The term mentoring is defined as the act of helping, advising and teaching a less experienced person, who is usually younger in age. Essentially, you are sharing your knowledge and experience with someone who will benefit from it. Whether formal or informal, mentoring requires giving your time in addition to your skills and expertise.
Though the original meaning refers to a voluntary relationship, nowadays, there are a lot of paid mentorships –some at significantly high costs. This usually involves some kind of business training and education.
Training or mentoring? The difference between training and mentoring is that the training process is clearly defined, and there is an expected outcome. Mentoring is a more long-term process where the focus is not on abstract learning, but on your specific situation and any challenges you are facing. Here, two-way interaction is very important, and you are effectively utilising the mentor’s experience and wisdom in order to tackle your situation.
Business training and education are definitely important and have their place, especially if you don’t have the time or inclination for self-learning. But is it really mentoring? In my opinion, it definitely is not!
A mentor is a person who helps you through guidance and advice, strictly due to the goodness of his/her heart, as a part of philanthropic giving back to the community –not because he/she is being paid for it. Mentoring should come from a volunteering spirit; it should not be attached to a monetary fee.

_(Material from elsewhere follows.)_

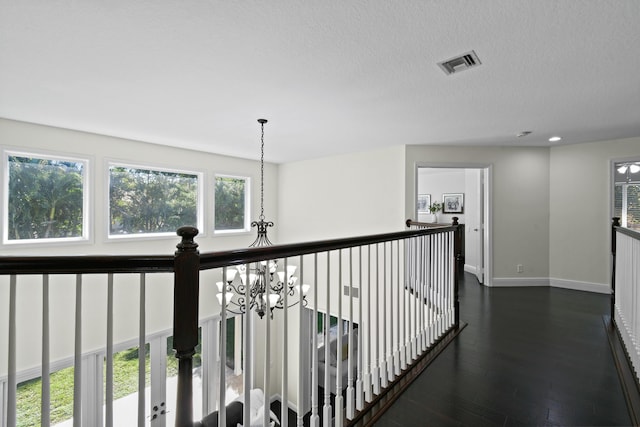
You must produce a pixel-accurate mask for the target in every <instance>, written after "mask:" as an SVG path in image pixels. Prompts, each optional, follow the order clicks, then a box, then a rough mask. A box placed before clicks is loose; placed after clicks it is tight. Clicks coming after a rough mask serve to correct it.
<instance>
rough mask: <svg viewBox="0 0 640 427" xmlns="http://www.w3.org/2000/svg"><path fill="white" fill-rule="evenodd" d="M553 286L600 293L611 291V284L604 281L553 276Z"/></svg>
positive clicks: (598, 293) (562, 287)
mask: <svg viewBox="0 0 640 427" xmlns="http://www.w3.org/2000/svg"><path fill="white" fill-rule="evenodd" d="M551 286H552V287H554V288H563V289H573V290H575V291H586V292H595V293H598V294H610V293H611V286H610V285H608V284H603V283H590V282H578V281H575V280H566V279H554V278H551Z"/></svg>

Here is my case against paid mentoring:
- It shifts the focus from giving: Paid mentors usually do not have the same commitment to the mentee (or protégé) as someone who is in it strictly to help people. The focus is shifted from a giving relationship to watching the clock and fulfilling the terms of the agreement.
- It affects the long-term relationship: The relationship between a mentor and the mentee should ideally be long-term. One has to know a person really well to be of help to him. In fact, some mentoring relationships end up in life long friendships. Having a paid relationship can affect this. What happens if the mentee only has enough finances for a few short sessions? What happens if the mentee decides after a single session that he is not getting good value for his money?
- It makes mentoring a “task” or a “job”: The minute you are charging a fee for a service, it becomes a task or a job. This can even attract the wrong sort of person – someone who is only interested in getting paid; someone who will try to get away with minimal investment of time and effort. Mentoring is not easy – it requires time, patience and a good sense of humour. A person who does not have these qualities can find it difficult to deal with the situation.
A priceless relationship
The basic idea of mentoring is to make the mentee realise that he/she is not alone in this, that someone else has made the same journey and come out successful. Keeping someone from repeating one’s own mistakes, helping them avoid similar pitfalls is priceless. Now how can you really put a price on that?
For those of you out there who are pitching your education and training as ‘mentoring’ – shame on you. For those of you looking for a mentor, be careful of paying for services that don’t really fulfil the full scope of what a mentor would. Ultimately a mentor is someone who should support you for many years, find someone who has that kind of dedication and is willing to do it because they are invested in your success, not having you invest in their financial success.